Q: What are some of the things I should consider before choosing flooring for my basement?
A: There are a number of different issues to consider when choosing flooring for your basement. The biggest concern you must first address is moisture. Moisture is a concern in nearly any basement, because it is below grade and the lowest surface in the home. Because of this, there are a few items you need to consider before selecting a floor. If your basement is particularly susceptible to flooding, leaking, or seepage, you will want to seal it before the installation of any flooring. This can be a costly process, but is necessary in preserving any of your future work and preventing mold problems. Humidity and condensation is another big problem to keep in mind. When moist air meets the cool temperatures of the basement, it tends to cause condensation that allows the growth of mold and mildew. Your homes heating and cooling system is probably equipped with a dehumidifier that helps keep your relative humidity levels in line between 30-60%, which the EPA recommends for a healthy indoor environment. If your HVAC system is not equipped to handle the additional load of the basement, consider a portable unit for that area. Next, look at the surface of the cement flooring. Make sure it is level and fix any cracks or flaws in the flooring. If the concrete floor is too rough to patch, you can also use either backer board or a substrate membrane to create a smooth surface.
If you have taken all of these items into consideration, and have made sure your floor is as prepared as it can be, you are now ready to move onto the last step.
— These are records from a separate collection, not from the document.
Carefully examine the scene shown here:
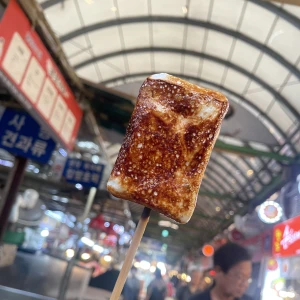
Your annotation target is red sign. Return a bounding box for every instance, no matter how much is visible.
[273,216,300,257]
[0,0,82,150]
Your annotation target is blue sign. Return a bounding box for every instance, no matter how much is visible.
[0,107,56,163]
[63,158,104,187]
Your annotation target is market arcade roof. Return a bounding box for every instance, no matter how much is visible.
[38,0,300,250]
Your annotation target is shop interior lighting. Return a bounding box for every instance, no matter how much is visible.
[150,266,156,273]
[41,229,49,237]
[81,236,95,247]
[157,262,167,275]
[247,169,253,177]
[81,253,91,260]
[0,159,14,168]
[204,276,211,284]
[58,148,68,157]
[93,245,104,253]
[258,201,283,224]
[158,220,179,230]
[103,255,112,262]
[75,183,83,191]
[161,230,169,237]
[92,155,100,164]
[140,260,151,271]
[278,291,296,299]
[66,249,75,258]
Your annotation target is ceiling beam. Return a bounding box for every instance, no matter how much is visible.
[81,47,300,119]
[97,70,297,154]
[264,0,300,6]
[40,0,300,28]
[210,172,289,239]
[247,0,300,29]
[214,140,296,163]
[65,16,300,82]
[199,189,239,201]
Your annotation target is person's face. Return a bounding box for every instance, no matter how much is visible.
[191,271,202,285]
[216,261,252,298]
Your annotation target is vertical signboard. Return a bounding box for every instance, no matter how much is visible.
[63,158,105,188]
[0,0,82,150]
[0,107,56,163]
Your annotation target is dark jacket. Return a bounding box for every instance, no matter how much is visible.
[189,290,251,300]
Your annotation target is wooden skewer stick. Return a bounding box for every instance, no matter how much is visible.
[110,207,151,300]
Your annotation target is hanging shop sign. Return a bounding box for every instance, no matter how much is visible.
[258,201,283,224]
[273,216,300,257]
[63,158,105,188]
[0,0,82,150]
[0,107,56,163]
[238,229,273,262]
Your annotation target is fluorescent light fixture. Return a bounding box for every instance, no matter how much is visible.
[81,236,95,247]
[81,253,91,260]
[140,260,151,270]
[103,255,112,262]
[41,229,49,237]
[93,245,104,253]
[66,249,75,258]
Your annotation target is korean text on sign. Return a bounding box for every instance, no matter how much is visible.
[63,159,104,187]
[0,108,56,163]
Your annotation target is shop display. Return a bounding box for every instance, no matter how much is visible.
[0,0,82,150]
[107,74,228,223]
[261,216,300,300]
[63,158,105,187]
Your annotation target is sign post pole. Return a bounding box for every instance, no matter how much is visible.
[0,157,27,242]
[58,187,97,300]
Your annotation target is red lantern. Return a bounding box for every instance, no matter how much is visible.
[202,245,215,257]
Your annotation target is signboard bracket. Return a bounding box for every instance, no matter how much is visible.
[0,156,28,242]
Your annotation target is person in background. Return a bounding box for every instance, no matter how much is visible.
[123,267,141,300]
[189,243,252,300]
[146,268,167,300]
[176,270,203,300]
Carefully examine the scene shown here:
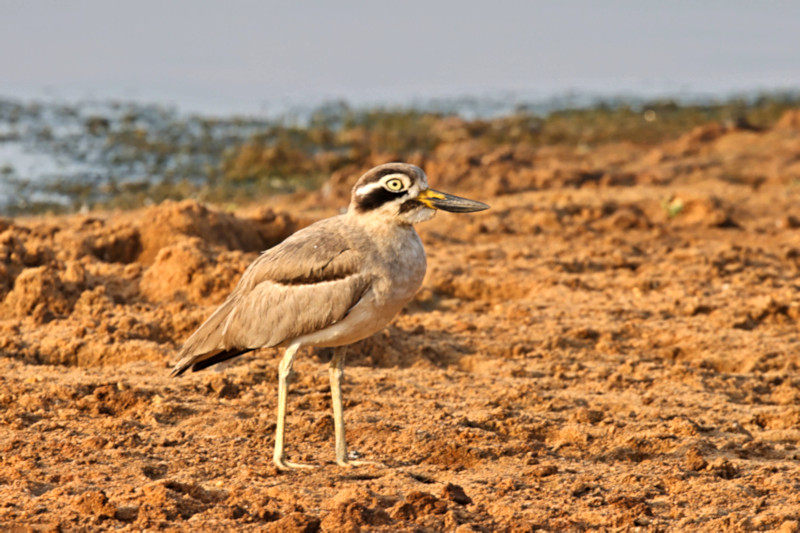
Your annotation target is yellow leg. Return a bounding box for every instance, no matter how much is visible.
[329,346,383,466]
[272,344,314,470]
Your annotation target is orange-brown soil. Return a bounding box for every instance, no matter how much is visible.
[0,113,800,533]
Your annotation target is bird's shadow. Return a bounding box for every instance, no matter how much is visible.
[314,325,474,368]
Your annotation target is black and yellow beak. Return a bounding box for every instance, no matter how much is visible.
[417,189,489,213]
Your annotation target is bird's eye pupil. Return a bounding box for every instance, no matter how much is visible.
[386,179,403,191]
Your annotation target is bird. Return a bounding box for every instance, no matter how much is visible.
[171,163,489,470]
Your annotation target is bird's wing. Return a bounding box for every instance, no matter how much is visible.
[172,219,371,375]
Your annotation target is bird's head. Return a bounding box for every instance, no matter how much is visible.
[349,163,489,224]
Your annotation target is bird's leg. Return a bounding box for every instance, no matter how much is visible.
[329,346,383,466]
[272,344,313,470]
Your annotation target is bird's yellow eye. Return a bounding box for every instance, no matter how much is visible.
[386,178,403,191]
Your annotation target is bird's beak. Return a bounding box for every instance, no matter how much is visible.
[417,189,489,213]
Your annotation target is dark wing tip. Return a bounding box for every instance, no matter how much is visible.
[169,348,255,378]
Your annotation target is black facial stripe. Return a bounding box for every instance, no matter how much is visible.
[356,187,406,213]
[359,168,413,187]
[400,198,425,214]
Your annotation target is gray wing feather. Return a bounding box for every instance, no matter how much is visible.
[172,218,371,375]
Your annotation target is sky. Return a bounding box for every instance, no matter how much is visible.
[0,0,800,112]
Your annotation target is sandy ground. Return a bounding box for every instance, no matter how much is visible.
[0,112,800,533]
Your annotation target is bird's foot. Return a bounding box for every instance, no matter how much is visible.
[273,457,317,471]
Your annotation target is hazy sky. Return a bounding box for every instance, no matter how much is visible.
[0,0,800,110]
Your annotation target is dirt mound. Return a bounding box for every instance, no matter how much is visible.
[0,201,299,365]
[0,114,800,532]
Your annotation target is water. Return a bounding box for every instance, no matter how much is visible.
[0,86,796,215]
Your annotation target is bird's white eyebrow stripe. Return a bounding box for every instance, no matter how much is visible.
[356,172,410,196]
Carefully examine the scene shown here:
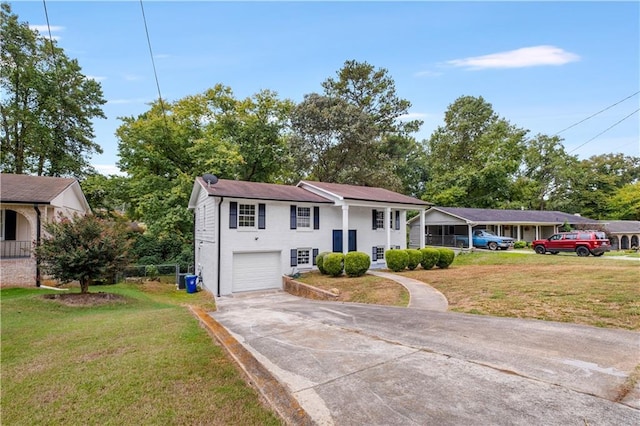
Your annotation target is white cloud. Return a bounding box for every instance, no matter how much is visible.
[414,71,442,77]
[93,164,127,176]
[447,46,580,70]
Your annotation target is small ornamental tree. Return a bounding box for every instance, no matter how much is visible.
[420,247,440,269]
[436,247,456,269]
[36,215,129,293]
[384,250,409,272]
[405,249,422,271]
[344,251,371,277]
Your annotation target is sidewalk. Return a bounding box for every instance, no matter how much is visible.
[368,270,449,312]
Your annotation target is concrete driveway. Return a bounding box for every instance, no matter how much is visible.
[210,292,640,426]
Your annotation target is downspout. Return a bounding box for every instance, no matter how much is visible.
[33,204,41,287]
[217,197,224,297]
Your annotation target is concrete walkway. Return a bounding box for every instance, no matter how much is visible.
[368,270,449,312]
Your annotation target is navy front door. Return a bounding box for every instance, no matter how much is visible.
[333,229,358,253]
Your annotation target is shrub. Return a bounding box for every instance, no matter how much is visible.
[436,247,456,269]
[322,253,344,277]
[513,241,527,248]
[316,251,330,275]
[420,247,440,269]
[384,250,409,272]
[405,249,422,271]
[344,251,371,277]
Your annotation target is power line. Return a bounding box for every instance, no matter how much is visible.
[568,108,640,154]
[553,91,640,136]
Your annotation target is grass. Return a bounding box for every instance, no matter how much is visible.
[297,271,409,306]
[402,252,640,330]
[0,283,280,425]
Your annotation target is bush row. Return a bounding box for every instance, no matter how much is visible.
[316,247,455,277]
[384,247,456,272]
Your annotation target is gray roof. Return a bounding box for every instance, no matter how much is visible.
[197,177,332,203]
[0,173,76,204]
[298,180,431,207]
[427,207,598,225]
[600,220,640,234]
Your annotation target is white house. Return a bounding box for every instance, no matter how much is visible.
[0,173,91,286]
[409,207,598,247]
[189,175,429,296]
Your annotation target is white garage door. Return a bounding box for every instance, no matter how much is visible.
[232,251,282,292]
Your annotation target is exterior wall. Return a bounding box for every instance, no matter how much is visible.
[0,257,36,288]
[194,196,406,295]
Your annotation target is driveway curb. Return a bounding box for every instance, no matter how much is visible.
[189,305,315,425]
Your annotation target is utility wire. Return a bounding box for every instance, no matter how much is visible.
[568,108,640,154]
[140,0,167,125]
[553,91,640,136]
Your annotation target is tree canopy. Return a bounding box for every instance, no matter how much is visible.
[0,3,106,177]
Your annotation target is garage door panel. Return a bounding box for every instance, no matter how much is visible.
[232,252,282,292]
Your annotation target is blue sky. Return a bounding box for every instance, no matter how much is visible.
[10,0,640,173]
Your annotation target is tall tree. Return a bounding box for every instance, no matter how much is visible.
[423,96,527,208]
[511,134,578,213]
[0,3,106,177]
[290,61,422,191]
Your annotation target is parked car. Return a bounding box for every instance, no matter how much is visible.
[456,229,516,250]
[531,231,611,256]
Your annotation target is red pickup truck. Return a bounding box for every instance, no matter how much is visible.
[531,231,611,256]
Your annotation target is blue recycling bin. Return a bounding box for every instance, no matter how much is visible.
[184,275,198,293]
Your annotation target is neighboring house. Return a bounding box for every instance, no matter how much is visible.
[189,177,429,296]
[409,207,599,247]
[600,220,640,250]
[0,173,91,286]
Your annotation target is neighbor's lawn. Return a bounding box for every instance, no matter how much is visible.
[402,252,640,330]
[0,284,280,425]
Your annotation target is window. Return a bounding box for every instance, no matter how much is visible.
[238,204,256,228]
[298,249,311,266]
[296,207,311,228]
[376,210,384,229]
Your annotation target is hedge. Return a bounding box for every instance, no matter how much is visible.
[436,247,456,269]
[420,247,440,269]
[316,251,330,275]
[405,249,422,271]
[384,250,409,272]
[344,251,371,277]
[322,253,344,277]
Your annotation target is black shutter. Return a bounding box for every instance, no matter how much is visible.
[258,204,267,229]
[313,206,320,229]
[229,201,238,229]
[289,206,298,229]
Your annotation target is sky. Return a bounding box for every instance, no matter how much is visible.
[10,0,640,174]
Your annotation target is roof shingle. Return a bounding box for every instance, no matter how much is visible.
[0,173,76,204]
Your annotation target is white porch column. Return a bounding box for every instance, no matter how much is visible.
[419,210,426,248]
[384,207,392,250]
[342,206,349,254]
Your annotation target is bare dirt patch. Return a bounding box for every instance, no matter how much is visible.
[42,292,127,307]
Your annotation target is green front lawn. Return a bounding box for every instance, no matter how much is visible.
[0,284,280,425]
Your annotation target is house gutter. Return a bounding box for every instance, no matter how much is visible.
[217,197,224,297]
[33,204,42,287]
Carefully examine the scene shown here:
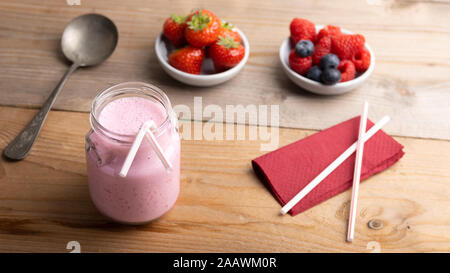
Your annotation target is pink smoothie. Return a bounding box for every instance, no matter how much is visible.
[86,97,180,224]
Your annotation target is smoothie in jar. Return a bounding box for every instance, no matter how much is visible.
[86,82,180,224]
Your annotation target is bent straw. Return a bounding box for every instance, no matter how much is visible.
[280,116,390,215]
[119,120,172,177]
[347,101,369,242]
[145,121,172,172]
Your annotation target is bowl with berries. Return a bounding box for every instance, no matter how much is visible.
[280,18,375,95]
[155,9,250,86]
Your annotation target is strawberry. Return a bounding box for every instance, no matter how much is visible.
[312,36,331,65]
[163,14,186,47]
[331,34,366,60]
[316,25,342,41]
[184,10,221,47]
[219,22,242,43]
[338,60,356,82]
[352,48,370,72]
[289,49,312,76]
[169,45,205,74]
[290,18,316,45]
[208,36,245,72]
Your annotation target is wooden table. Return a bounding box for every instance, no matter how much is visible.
[0,0,450,252]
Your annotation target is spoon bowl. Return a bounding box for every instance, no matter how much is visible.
[61,13,119,66]
[3,14,119,160]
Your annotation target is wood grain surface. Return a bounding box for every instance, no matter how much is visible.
[0,0,450,140]
[0,107,450,252]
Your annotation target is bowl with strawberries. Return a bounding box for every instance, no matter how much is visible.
[155,9,250,86]
[280,18,375,95]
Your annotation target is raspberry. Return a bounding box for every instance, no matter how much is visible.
[312,36,331,65]
[352,49,370,72]
[290,18,316,45]
[331,34,366,60]
[338,60,356,82]
[289,49,312,76]
[316,25,342,41]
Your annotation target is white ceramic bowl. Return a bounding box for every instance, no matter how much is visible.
[280,26,375,95]
[155,28,250,86]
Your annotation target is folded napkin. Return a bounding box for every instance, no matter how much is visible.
[252,117,404,216]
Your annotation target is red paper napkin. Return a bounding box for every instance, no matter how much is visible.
[252,117,404,216]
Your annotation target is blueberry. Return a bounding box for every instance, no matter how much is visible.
[295,40,314,58]
[319,54,339,70]
[306,65,322,82]
[320,68,341,85]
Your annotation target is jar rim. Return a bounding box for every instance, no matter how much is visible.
[90,82,172,143]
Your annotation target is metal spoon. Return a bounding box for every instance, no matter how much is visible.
[3,14,119,160]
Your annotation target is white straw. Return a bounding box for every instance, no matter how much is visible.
[119,120,172,177]
[347,101,369,242]
[280,116,390,215]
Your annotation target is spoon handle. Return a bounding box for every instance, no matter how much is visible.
[3,63,78,160]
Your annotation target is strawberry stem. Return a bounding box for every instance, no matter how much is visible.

You can now consider what type of floor covering you would like to put down in your newly finished space. Just like in the rest of the home, consider how this space will be used, and the level of traffic it will see. Low-pile carpet’s, and especially prints now, are always a popular choice as they are easy to clean and resist traffic wear. Other options include all of the typical flooring options including laminates, tile, and engineered
wood. Since you are working with a concrete floor in a below grade area, you might want to consider some of the floating or loose lay options that each of these types of flooring comes in now. Whatever flooring option you chose though, knowing that your floor is properly prepped for many unforeseen problems, means you should have less problems down the road!